Indian businessman (born 1984)

Anand Ajay Piramal (25 October 1985) is an Indian entrepreneur and the Chairman of Piramal Finance. He also leads the Piramal Realty, the Piramal Group's real estate business.

He founded Piramal Swasthya, a healthcare initiative providing services in rural and remote regions of India. He married Isha Ambani in 2018; the couple had twins in November 2022.

== Early life and education ==
Anand Piramal is the son of Ajay Piramal, chairman of the Piramal Group, and Swati Piramal. He studied economics at the University of Pennsylvania and earned an MBA from Harvard Business School.

== Career ==
After graduation, Piramal founded Piramal eSwasthya, a rural-health initiative in Rajasthan that later became part of the Piramal Foundation's primary-care work. In 2010, he acquired the Health Management Research Institute (HMRI) and merged it with eSwasthya; the combined programme was named Piramal Swasthya. Following the merger, the initiative expanded through public–private partnerships with state governments and operated across 20 Indian states. In 2012, Piramal stepped down as CEO, after which the organisation emphasised maternal health among vulnerable populations. Harvard Business School published a case study examining the initiative's use of cross-sector partnerships in scaling primary healthcare delivery.

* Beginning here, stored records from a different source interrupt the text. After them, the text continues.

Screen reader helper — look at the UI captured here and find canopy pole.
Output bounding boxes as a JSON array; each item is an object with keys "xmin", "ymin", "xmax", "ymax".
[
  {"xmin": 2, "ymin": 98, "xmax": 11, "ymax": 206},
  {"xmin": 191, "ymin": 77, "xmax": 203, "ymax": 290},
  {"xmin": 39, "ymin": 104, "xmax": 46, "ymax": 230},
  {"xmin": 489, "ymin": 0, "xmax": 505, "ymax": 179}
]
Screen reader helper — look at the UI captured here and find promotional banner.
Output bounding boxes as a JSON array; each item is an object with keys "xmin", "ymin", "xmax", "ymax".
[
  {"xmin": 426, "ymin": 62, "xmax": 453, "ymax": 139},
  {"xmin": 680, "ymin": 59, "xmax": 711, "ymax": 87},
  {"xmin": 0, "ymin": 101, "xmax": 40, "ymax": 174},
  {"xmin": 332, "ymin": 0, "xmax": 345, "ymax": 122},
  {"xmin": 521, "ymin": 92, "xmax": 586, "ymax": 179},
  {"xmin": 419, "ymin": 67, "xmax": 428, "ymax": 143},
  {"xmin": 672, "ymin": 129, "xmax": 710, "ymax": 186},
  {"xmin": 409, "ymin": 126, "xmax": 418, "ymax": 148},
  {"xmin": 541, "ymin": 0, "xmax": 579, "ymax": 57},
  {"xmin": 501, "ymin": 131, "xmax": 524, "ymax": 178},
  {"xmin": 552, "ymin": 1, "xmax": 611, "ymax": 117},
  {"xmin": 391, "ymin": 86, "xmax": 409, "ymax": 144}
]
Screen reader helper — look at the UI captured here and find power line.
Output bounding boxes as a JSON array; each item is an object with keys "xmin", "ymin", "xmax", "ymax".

In 2012, he founded Piramal Realty, the group’s real-estate business. In July 2015, Warburg Pincus agreed to invest approximately US$284 million for a minority stake, followed in August 2015 by an investment of ₹900 crore from Goldman Sachs. Piramal has also served as an executive director of the Piramal Group / Piramal Enterprises.

Piramal Finance shifted its focus from wholesale to retail lending during Piramal's tenure. Following the acquisition of DHFL in 2021, the company expanded its retail operations and reduced its wholesale portfolio. By 2026, the company's assets under management (AUM) had reached ₹1 lakh crore.